Permit me to quote Justice Fortas from Tinker v. Des Moines Independent Community School District (1969), the controlling decision on issues concerning the content of student expression: "First Amendment rights, applied in light of the special characteristics of the school environment, are available to teachers and students ... [In] our system, undifferentiated fear or apprehension of disturbance is not enough to overcome the right to freedom of expression."
It is unfortunate that neither a former federal prosecutor nor any representatives of the press -- including the AJC -- has thought to raise Tinker in this context. May I suggest that the correct response to any government's efforts to suppress thought should be zero tolerance.
Oh, by the way, perhaps Barr should raise the issue of armed "resource officers" at the next meeting of the NRA. He might remind the Georgia Legislature that the Second Amendment has never been incorporated into the 14th. Oh, silly me.
-- Stan Risdon, Atlanta
Not reaction, but inaction
The single biggest fraud perpetrated on the public in regard to the Roswell High student who was expelled over her diary, is that there is a "zero tolerance" policy. Think about it. If there really were a "zero tolerance" policy, would each of the major metro school systems have literally tens of thousands of discipline referrals each year? Of course not. Georgia's students may be dead last in SAT scores, but they've obviously mastered the physics of discipline policies in the public schools: For every disruptive "action," there is an equal and spineless "inaction" when it comes to consequences.

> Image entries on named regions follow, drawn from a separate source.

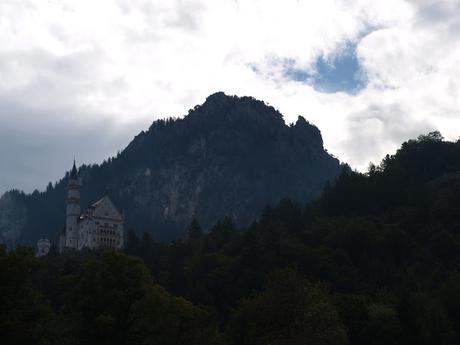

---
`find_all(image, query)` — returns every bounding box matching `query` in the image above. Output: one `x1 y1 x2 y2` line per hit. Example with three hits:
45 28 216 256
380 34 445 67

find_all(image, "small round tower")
65 160 81 248
37 238 51 256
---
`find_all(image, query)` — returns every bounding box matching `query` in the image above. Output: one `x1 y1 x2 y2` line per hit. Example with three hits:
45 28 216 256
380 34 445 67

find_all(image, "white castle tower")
37 238 51 256
65 160 81 248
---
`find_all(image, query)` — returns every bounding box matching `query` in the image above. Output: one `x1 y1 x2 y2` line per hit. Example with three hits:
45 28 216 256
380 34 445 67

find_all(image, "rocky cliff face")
0 93 340 241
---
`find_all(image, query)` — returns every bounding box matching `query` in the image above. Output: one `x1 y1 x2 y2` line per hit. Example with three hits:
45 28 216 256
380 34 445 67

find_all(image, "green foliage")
228 269 347 345
0 130 460 345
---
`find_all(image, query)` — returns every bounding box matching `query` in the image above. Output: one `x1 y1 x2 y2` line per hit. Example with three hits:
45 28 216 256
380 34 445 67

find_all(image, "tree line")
0 132 460 345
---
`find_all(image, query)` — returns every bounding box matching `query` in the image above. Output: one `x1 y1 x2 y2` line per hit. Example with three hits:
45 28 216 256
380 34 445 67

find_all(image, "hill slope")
0 93 340 243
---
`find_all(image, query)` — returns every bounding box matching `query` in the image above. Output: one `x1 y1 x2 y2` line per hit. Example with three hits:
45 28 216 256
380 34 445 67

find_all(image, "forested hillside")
0 133 460 345
0 92 340 247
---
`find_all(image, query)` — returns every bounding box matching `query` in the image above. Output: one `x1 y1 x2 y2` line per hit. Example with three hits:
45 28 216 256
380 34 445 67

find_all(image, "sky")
0 0 460 194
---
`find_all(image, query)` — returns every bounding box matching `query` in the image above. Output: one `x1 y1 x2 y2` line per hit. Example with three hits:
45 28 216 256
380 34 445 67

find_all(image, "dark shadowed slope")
0 93 340 242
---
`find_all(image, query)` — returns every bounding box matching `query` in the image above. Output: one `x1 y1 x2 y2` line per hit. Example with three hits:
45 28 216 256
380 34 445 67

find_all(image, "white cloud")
0 0 460 194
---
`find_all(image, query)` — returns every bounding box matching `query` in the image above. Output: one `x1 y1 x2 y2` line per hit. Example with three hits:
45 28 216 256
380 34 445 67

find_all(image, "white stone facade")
59 163 124 252
37 238 51 257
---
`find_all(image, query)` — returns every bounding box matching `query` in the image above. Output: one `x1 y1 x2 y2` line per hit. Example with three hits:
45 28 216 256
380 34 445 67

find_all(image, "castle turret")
37 238 51 256
65 160 81 248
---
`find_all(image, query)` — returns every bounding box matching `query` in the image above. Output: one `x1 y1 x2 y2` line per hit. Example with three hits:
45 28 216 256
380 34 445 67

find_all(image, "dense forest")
0 132 460 345
0 92 341 247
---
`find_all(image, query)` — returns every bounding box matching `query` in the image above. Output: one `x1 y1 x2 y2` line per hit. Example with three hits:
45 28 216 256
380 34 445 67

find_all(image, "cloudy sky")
0 0 460 194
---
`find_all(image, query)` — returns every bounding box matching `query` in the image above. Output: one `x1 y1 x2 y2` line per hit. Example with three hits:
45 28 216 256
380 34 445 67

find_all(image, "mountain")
0 92 341 243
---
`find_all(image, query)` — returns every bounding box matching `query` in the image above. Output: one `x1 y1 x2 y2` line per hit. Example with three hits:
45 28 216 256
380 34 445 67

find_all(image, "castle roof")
70 159 78 180
80 194 123 221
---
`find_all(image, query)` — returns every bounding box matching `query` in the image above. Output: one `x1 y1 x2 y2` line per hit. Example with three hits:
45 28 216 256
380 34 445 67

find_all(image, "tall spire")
70 158 78 180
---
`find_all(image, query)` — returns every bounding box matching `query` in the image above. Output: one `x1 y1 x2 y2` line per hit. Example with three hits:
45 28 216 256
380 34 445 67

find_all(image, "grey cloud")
341 104 436 164
409 0 460 36
0 98 146 194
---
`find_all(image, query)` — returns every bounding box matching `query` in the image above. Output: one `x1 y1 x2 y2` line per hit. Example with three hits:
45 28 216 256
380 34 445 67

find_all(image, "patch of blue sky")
284 43 367 94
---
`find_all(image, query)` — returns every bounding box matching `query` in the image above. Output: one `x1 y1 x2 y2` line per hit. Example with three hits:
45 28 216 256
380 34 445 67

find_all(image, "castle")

Thus, we get treated to periodic spectacles (Remember the Tweety Bird chain?) from feeble-minded educrats desperate to create the facade of "everything's under control." If Gov. Perdue really wants to restore "hope" to Georgia's schools, he needs to make support for discipline his No. 1 priority. I hate to put it all on him, but obviously, too many Georgia school officials are taking advantage of the "free lobotomy with purchase of lottery ticket" promotion.
-- Andrew Manning, Decatur
Into the light
I just read "The boys from Kennebunkport" (Fishwrapper, Oct. 30) and "The Nazis in Dubya's closet" (Fishwrapper, Oct. 2). I have to say it explains a lot. Throughout 9-11 and the war, I've wondered why our beloved president has turned this country into a police state. Now I know. I don't voice my opinion on the war because everyone around me doesn't see what I do in regard to this war being about money and oil. It has nothing to do with weapons; it's all about control.
I just want to say thank you for shining the light on something so important to our country.
-- Chaka Leavell, Riverdale
Fight the fight
John Sugg: I am amazed every time I read one of your editorials to see that you are one of the few people out there telling us the truth about what's happening to the rights of citizens in this country -- and still, nobody listens to you (News & Views, Fishwrapper). How can Americans be so naive or so blind as to not see what the Bush regime is trying to do to this country? We've weathered Nixon, Reagan, Bush the First, and now this one. How much more can we stand before we do something about it?